Adaptive Decision Spatio-temporal neural ODE for traffic flow forecasting with Multi-Kernel Temporal Dynamic Dilation Convolution.

机构信息

School of Computer and Control Engineering, Yantai University, YanTai, 264005, ShanDong, China.

School of Computer and Control Engineering, Yantai University, YanTai, 264005, ShanDong, China.

出版信息

Neural Netw. 2024 Nov;179:106549. doi: 10.1016/j.neunet.2024.106549. Epub 2024 Jul 16.
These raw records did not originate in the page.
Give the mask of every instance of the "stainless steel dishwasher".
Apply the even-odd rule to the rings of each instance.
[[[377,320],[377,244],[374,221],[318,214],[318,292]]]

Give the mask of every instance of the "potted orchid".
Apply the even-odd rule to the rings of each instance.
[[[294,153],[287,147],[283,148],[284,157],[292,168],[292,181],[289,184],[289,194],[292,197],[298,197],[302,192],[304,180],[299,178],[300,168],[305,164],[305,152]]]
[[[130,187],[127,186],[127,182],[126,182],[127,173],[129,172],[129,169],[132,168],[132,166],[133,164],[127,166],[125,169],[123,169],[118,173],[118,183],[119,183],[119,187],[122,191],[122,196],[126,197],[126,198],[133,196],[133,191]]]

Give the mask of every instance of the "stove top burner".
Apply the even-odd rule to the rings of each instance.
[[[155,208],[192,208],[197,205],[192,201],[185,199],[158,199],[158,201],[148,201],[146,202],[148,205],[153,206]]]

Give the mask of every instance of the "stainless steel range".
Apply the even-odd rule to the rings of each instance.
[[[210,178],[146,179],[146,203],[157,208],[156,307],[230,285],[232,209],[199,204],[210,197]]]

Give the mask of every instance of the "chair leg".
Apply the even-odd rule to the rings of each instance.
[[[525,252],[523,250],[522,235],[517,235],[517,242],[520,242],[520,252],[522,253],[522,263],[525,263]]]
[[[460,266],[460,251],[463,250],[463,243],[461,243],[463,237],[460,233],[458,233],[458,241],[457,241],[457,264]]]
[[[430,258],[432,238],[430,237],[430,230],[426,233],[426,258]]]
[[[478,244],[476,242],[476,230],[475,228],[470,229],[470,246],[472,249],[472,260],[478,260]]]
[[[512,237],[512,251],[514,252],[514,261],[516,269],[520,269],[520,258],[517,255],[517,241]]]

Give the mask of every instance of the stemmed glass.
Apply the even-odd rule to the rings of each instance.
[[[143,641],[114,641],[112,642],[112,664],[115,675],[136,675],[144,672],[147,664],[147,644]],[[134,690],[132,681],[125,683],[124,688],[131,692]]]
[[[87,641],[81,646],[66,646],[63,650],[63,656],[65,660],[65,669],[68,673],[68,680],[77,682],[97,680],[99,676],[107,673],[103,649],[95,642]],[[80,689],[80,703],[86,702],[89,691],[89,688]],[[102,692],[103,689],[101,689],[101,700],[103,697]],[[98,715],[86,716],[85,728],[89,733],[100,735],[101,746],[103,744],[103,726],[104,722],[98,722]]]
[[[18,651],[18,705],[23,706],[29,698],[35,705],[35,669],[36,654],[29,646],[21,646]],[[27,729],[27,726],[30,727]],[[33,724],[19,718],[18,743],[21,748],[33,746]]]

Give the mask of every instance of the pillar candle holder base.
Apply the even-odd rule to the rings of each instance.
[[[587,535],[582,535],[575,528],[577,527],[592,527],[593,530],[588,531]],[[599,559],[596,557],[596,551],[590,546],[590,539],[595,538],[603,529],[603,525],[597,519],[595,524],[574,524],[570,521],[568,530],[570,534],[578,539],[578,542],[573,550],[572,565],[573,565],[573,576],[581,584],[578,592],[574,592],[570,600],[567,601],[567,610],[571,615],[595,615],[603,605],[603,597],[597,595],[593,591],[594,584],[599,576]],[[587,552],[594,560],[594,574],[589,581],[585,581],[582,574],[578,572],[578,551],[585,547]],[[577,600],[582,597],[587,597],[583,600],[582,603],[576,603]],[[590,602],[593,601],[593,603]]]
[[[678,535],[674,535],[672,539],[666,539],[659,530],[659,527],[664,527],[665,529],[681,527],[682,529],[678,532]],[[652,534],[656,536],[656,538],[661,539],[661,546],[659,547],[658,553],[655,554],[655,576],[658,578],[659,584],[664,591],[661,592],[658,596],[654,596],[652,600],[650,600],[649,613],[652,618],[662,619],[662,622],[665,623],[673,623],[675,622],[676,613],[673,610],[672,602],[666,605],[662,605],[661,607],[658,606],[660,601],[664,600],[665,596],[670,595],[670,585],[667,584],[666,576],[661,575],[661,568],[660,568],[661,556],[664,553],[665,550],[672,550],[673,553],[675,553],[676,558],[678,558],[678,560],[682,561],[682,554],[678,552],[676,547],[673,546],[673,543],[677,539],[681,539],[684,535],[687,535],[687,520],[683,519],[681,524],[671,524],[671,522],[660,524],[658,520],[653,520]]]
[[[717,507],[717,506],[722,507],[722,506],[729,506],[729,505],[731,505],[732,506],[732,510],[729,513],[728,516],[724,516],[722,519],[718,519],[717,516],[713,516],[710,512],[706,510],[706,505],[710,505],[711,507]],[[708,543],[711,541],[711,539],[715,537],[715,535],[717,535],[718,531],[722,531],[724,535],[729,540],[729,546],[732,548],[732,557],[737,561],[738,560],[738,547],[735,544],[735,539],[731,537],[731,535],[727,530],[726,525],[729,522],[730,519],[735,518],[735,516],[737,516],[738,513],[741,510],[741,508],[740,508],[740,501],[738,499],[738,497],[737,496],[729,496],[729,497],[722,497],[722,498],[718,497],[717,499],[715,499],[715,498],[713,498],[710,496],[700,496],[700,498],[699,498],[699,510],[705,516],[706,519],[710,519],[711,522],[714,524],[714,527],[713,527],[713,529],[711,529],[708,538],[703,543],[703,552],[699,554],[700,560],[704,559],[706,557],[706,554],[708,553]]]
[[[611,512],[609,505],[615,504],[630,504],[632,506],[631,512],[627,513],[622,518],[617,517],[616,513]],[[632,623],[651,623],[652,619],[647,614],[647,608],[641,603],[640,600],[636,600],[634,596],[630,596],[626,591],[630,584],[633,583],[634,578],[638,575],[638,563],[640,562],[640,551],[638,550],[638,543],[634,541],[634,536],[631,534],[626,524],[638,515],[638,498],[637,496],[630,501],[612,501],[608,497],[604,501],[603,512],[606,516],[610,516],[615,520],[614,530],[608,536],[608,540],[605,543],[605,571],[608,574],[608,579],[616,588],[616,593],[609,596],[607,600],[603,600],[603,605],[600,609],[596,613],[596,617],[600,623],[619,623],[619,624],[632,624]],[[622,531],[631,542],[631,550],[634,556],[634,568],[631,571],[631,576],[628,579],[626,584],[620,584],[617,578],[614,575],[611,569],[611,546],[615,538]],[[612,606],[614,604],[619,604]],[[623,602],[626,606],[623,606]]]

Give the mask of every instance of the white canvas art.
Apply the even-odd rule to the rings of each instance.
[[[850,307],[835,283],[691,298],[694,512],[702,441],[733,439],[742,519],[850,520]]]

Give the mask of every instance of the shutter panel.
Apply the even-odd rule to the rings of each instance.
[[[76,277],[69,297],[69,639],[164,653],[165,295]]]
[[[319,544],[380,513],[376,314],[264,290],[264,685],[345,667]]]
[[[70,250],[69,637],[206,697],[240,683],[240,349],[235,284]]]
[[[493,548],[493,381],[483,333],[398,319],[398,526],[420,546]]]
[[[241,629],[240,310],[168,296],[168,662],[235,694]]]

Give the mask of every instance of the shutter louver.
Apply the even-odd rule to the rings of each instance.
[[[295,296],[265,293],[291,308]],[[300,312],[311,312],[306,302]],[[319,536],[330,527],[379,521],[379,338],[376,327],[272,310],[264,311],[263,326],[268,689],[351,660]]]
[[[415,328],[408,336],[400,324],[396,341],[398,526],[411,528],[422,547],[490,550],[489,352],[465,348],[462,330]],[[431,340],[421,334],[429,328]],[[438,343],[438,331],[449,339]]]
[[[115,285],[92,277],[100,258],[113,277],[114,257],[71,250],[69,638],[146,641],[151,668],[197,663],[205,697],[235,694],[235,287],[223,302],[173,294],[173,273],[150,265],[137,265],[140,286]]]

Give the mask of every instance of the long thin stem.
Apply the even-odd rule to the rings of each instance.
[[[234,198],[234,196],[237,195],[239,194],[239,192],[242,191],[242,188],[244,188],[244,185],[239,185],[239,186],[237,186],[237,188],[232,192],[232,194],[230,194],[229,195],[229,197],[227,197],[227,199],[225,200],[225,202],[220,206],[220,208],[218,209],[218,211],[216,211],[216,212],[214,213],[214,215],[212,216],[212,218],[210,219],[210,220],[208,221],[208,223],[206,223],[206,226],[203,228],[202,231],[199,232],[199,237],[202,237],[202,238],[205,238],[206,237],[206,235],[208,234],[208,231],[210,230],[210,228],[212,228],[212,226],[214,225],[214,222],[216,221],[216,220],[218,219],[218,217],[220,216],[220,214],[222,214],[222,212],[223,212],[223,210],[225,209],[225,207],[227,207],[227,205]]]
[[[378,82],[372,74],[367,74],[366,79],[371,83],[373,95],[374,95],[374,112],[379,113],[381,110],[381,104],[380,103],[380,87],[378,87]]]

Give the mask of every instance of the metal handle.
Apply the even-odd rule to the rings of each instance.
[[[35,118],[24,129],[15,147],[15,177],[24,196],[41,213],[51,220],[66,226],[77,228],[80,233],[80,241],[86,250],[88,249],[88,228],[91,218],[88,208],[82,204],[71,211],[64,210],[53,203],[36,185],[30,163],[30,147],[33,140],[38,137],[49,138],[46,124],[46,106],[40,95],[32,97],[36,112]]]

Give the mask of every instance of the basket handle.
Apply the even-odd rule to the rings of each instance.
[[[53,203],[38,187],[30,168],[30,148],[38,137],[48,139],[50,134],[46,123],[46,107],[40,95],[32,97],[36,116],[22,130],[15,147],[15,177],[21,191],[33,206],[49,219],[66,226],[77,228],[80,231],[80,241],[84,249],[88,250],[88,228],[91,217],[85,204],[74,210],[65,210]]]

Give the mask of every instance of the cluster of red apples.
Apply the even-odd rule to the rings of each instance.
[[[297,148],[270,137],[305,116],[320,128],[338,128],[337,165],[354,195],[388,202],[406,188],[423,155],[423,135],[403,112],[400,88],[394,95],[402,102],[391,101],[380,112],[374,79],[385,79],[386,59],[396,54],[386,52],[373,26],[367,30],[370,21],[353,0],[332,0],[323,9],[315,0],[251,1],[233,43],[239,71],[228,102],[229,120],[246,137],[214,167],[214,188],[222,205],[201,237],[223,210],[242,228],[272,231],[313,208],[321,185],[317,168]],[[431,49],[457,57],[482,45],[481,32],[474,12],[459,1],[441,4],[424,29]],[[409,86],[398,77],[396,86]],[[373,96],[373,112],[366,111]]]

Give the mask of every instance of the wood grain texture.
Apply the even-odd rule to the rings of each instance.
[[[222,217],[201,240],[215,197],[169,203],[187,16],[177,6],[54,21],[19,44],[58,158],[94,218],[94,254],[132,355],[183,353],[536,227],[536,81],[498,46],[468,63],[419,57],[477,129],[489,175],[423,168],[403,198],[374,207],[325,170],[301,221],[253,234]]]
DOI:10.1016/j.neunet.2024.106549
PMID:39089148
Abstract

Traffic flow prediction is crucial for efficient traffic management. It involves predicting vehicle movement patterns to reduce congestion and enhance traffic flow. However, the highly non-linear and complex patterns commonly observed in traffic flow pose significant challenges for this task. Current Graph Neural Network (GNN) models often construct shallow networks, which limits their ability to extract deeper spatio-temporal representations. Neural ordinary differential equations for traffic prediction address over-smoothing but require significant computational resources, leading to inefficiencies, and sometimes deeper networks may lead to poorer predictions for complex traffic information. In this study, we propose an Adaptive Decision spatio-temporal Neural Ordinary Differential Network, which can adaptively determine the number of layers of ODE according to the complexity of traffic information. It can solve the over-smoothing problem better, improving overall efficiency and prediction accuracy. In addition, traditional temporal convolution methods make it difficult to deal with complex and variable traffic time information with a large time span. Therefore, we introduce a multi-kernel temporal dynamic expansive convolution to handle the traffic time information. Multi-kernel temporal dynamic expansive convolution employs a dynamic dilation strategy, dynamically adjusting the network's receptive field across levels, effectively capturing temporal dependencies, and can better adapt to the changing time data of traffic information. Additionally, multi-kernel temporal dynamic expansive convolution integrates multi-scale convolution kernels, enabling the model to learn features across diverse temporal scales. We evaluated our proposed method on several real-world traffic datasets. Experimental results show that our method outperformed state-of-the-art benchmarks.

摘要

交通流预测对于高效的交通管理至关重要。它涉及预测车辆的运动模式,以减少拥堵并提高交通流量。然而,交通流中常见的高度非线性和复杂模式给这项任务带来了巨大的挑战。当前的图神经网络(GNN)模型通常构建浅层网络,这限制了它们提取更深层次时空表示的能力。用于交通预测的神经常微分方程解决了过度平滑的问题,但需要大量的计算资源,导致效率低下,有时更深的网络可能会导致对复杂交通信息的预测效果不佳。在这项研究中,我们提出了一种自适应决策时空神经常微分网络,它可以根据交通信息的复杂性自适应地确定 ODE 的层数。它可以更好地解决过度平滑问题,提高整体效率和预测精度。此外,传统的时间卷积方法使得处理具有大时间跨度的复杂和多变的交通时间信息变得困难。因此,我们引入了一种多核时间动态扩展卷积来处理交通时间信息。多核时间动态扩展卷积采用动态扩张策略,在不同的级别上动态调整网络的感受野,有效地捕捉时间依赖性,并能够更好地适应交通信息不断变化的时间数据。此外,多核时间动态扩展卷积集成了多尺度卷积核,使模型能够学习不同时间尺度的特征。我们在几个真实的交通数据集上评估了我们提出的方法。实验结果表明,我们的方法优于最先进的基准。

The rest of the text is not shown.